A las condenas inevitables de la vida, los comentaristas de música sumamos la carga de las estrellas, los adjetivos y las ironías de más o de menos con las que hemos distorsionado por un rato la carrera de todo noble cantautor o conjunto. Ofrece cierto consuelo saber que los tropiezos al respecto son universales (y, quizás, hasta parte del engranaje pop). Casi nunca los discos clásicos han tenido de inmediato el trato debido, incluso en publicaciones prestigiosas. Pet Sounds, la obra más citada de los Beach Boys, dejó mareados a varios críticos en 1966 con una cantidad de timbres que The New York Times consideró “navideños”. Al Nevermind, de Nirvana, los semanarios británicos lo trataron como si fuese el disco de otros tontos skaters gringos. Son gafes que sólo hablan bien de la música popular y la conexión vital con su ambiente, mucho más poderosa que la que pueden permitirse otros géneros. A los buenos discos, el efecto colectivo que producen los hace aún mejores. Un crítico despierto entiende rápido que “saber de música” -esa condición que algunos consideran una virtud de dote divina- tiene mucho más que ver con establecer asociaciones entre expresiones y lecturas ante el mundo que con la tontera enciclopédica de memorizar monosílabos (ska, dub, rap, funk) y distinguir cómo mueve las perillas tal o cual productor.

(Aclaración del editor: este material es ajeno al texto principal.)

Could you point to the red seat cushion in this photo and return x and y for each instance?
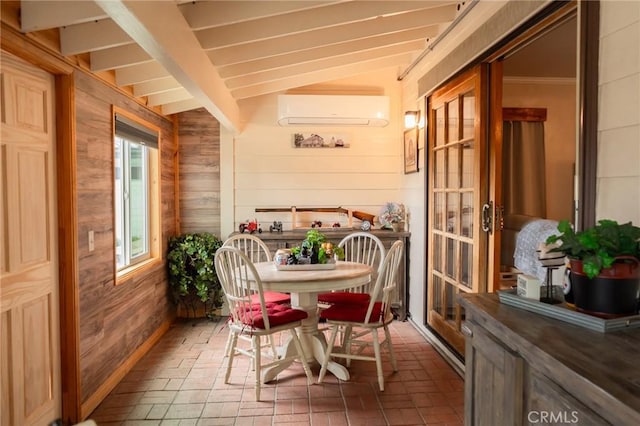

Como con otros géneros, comentar música es también un oficio de ensayo y error, pero determinado de modo distintivo por lo joven que comienza uno a ejercerlo. Sólo a los veintitantos se tiene el tiempo y la curiosidad para estar tan al día en tendencias, condición siempre atractiva en salas de redacción copadas por gente que no distingue muy bien ningún sonido posterior a Queen. Pero sólo a los veintitantos puede también estar uno tan tontamente orgulloso de sus prejuicios. Los míos me hicieron ningunear shows históricos (“Paul McCartney no hace más que seguir usufructuando de su catálogo”) y medir con raseros absurdos a gente a la que no entendía (“a Ozzy Osbourne le falta elegancia”). No es tan grave (ni gracioso) como lo que salía en el diario La Segunda cada vez que enviaban a alguna fanática de Julio Iglesias a comentar shows de Luca Prodán, Faith No More o Electrodomésticos. Pero son oportunidades desperdiciadas, que se recuerdan con remordimiento una vez que la edad ha enseñado el encanto de lo sencillo y el misterio inexpugnable de la seducción masiva que sostiene al pop. Abordar un concierto desde la perspectiva de “el crítico” es sentarse en el peor lugar de la galería. Ante las sacudidas colectivas que sigue permitiendo la música popular -da igual si es un show de Kraftwerk o de Ana Gabriel- no se puede ser más que un(a) cronista. ¿Cómo, si no, va a poder admirarse el movimiento de muñecas de Raphael, la capacidad gutural del cantante de Motorhead, la coquetería inoxidable de Yuri y la droga gratuita que regala Primal Scream en vivo?